The global biodiversity crisis has escalated to unprecedented levels, with ecosystems deteriorating rapidly. One of China’s responses, the Ecological Conservation Red Lines (ECR), offers a novel approach to protecting biodiversity and ecosystem functions by strictly prohibiting harmful activities in key areas. A new report from Friends of the Earth US explores how China’s ECR framework can inspire global financial institutions, particularly Chinese banks, to adopt exclusionary financing policies in their investments, thereby mitigating environmental risks and contributing to global efforts to halt and reverse biodiversity loss. The new report, “Red Lines for a Green Future: Exploring Exclusionary Approaches to Protecting Biodiversity and People”, recommends aligning with the Banks and Biodiversity Initiative’s proposed No Go areas as a basis for creating exclusionary policies as a means to safeguard critical ecosystems from harmful development in China and abroad.
Read the report here.
Key Recommendations
To enhance the role of the finance sector in global biodiversity conservation, international and Chinese banks should:
- Develop and Publish a Biodiversity Plan and Strategies: To implement the Global Biodiversity Framework, international and Chinese financiers should develop and publish a robust biodiversity plan and strategies with concrete targets, goals, and performance indicators to stop and reverse biodiversity loss by 2030.

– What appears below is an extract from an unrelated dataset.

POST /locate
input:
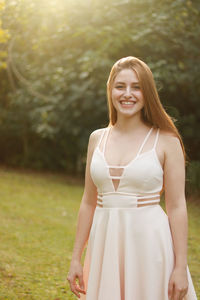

- Adopt Exclusion Policies: International and Chinese financiers should develop and implement financial exclusion policies that align with the principles of the Ecological Red Lines and the Banks and Biodiversity’s “No-Go Areas.” These policies should explicitly prohibit financing projects and activities that harm critical ecosystems, and should be adopted as part of a banks’ risk management framework or existing exclusion lists.
- Integrate ECR Criteria in Due Diligence: International and Chinese financial institutions should incorporate and evaluate ecosystem functions and ecosystem integrity as key parts of environmental and social risk assessments.
- Adopt and Implement Strong Indigenous Peoples Rights Policies: International and Chinese financiers should develop, adopt, and publish Indigenous Peoples Rights policies, if they do not already.
- Require Free, Prior, Informed Consent: International and Chinese financiers should require themselves and their clients to comply with free, prior, and informed consent as an ongoing, iterative process for all activities which may impact Indigenous Peoples and affected communities, and respect scenarios where consent may conditionally be given, or not given at all.
- Develop and Disclose Loan Covenants related to Environmental, Social, Biodiversity, and Climate Obligations: International and Chinese banks should develop and publicly disclose loan covenants related to environmental, social, biodiversity, and climate obligations to ensure client accountability.
- Holistically Develop, Strengthen, and Expand on Cross-cutting Policies: International and Chinese banks and financiers should holistically develop, strengthen, and expand on policies which are inherently crosscutting, such as climate, biodiversity, and Indigenous Peoples, so that respective frameworks are aligned and do not conflict.
- Enhance Transparency and Accountability: International and Chinese banks should publicly disclose their exclusion policies and provide regular updates on their implementation. This transparency can build trust and demonstrate a commitment to environmental stewardship.
- Strengthen communication channels and grievance mechanisms: International and Chinese banks should strengthen communication channels with the public to understand and engage with various stakeholders, including affected communities, on the potential or existing risks of bank-financed activities. This includes providing current contact information on bank websites, substantively responding to community and public concerns promptly, and establishing an open, accessible grievance mechanism for communities who are negatively impacted by existing bank financing.
- Commit to Implementing the Global Biodiversity Framework: International and Chinese banks should publicly commit to implementing the Global Biodiversity Framework. For Chinese banks, this is in line with China’s National Biodiversity Action Plan, as well as their longstanding obligation under various Chinese overseas and green finance policies to follow international norms.